I guess what I'm trying to say is that the logic in the merge node is where the magic happens. So you have parallel branches, A and B. A orders boxes while B orders shapes. Somewhere in A and B we created Box and Shape instances and those are outputs of A and B, respectively. The merge node, C, waits until A and B are completed and takes their outputs as input. The merge node needs to know how to match up the Box and Shape instances to say shape 2 can fix in box 1.

MrSaints · on Aug 20, 2020

What you have described is quite similar to what Lyft's Flyte is trying to accomplish https://flyte.org/

A lot of Tensorflow inspired DAGs approaches the described node processing in the same way.

f0rr0 · on Aug 24, 2020

I have been exploring workflow orchestration for sometime now - specifically Temporal. Temporal's authors don't recommend it for very high throughput (per workflow) use cases, although I haven't benchmarked it myself. Also using it in a SaaS environment, I would prefer some serverless deployment strategy which possibly allows scaling down to zero.

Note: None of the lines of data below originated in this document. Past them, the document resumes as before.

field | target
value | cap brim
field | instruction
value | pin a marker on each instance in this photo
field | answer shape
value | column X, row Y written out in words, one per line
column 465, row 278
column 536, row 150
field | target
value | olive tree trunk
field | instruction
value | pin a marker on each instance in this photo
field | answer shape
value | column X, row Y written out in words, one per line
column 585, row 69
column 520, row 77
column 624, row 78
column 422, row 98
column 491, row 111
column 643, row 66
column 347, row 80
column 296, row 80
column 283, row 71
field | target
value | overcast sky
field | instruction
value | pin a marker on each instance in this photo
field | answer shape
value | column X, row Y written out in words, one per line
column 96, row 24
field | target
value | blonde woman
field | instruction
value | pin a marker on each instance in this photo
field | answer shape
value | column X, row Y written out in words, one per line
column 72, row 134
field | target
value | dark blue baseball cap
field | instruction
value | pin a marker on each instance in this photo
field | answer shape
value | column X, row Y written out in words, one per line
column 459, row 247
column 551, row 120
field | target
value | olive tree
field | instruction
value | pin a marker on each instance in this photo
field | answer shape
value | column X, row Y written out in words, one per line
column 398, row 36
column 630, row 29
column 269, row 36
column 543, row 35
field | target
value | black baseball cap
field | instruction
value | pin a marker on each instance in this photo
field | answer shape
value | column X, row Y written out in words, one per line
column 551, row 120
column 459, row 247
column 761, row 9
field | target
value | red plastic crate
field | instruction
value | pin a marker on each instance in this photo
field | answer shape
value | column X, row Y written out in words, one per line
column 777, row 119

I have my eyes on flink stateful functions http://statefun.io/ The abstractions are quite low level as compared to Temporal but the overall ability to write tasks/activities as serverless functions which have access to state is quite attractive.

Would be happy to talk to someone who has explored this further.

jayd16 · on Aug 19, 2020

Seems neat. I guess this partially solves the problem of having some workflow stuck/dropped.

I wonder how much overhead there is. How much latency does each task cause?

Is it feasible to complete workflows while a user/client is waiting for a RESTful response?

iblaine · on Aug 20, 2020

Since this has come up several times, Airflow is an orchestration tool for ETL jobs (long running complex processes) and Netflix Conductor is an orchestration tool for micro-services (short running simple processes).

f0rr0 · on Aug 24, 2020

There is also https://github.com/dapr/workflows which uses Azure Logic Apps engine on https://github.com/dapr/

dmead · on Aug 20, 2020

> Almost no way to systematically answer “How much are we done with process X”?

is this a typo?

The_rationalist · on Aug 19, 2020

Any difference with airflow?

dang · on Aug 19, 2020

If curious see also

2016 https://news.ycombinator.com/item?id=13174743

realistcake · on Aug 20, 2020

It's great to see corporations getting more involved in open source software; giving back and empowering the developer community.

lewisjoe · on Aug 20, 2020

can somebody ELI5, why would someone need such a workflow orchestration engine? What problems are best solved with workflow engines?

swyx · on Aug 20, 2020

really good answer in another comment https://news.ycombinator.com/item?id=24215303

itpragmatik · on Aug 19, 2020

How does this compare with Cadence/Temporal?

tiagod · on Aug 19, 2020

You need to specify a DAG, rather than just write regular code

dahfizz · on Aug 20, 2020

I wonder what the relationship is to StackStorm[1]? StackStorm is older and lists Netflix as a sponsor / user.

[1] https://stackstorm.com/

iamAtom · on Aug 20, 2020

Comparison with Airflow will be helpful.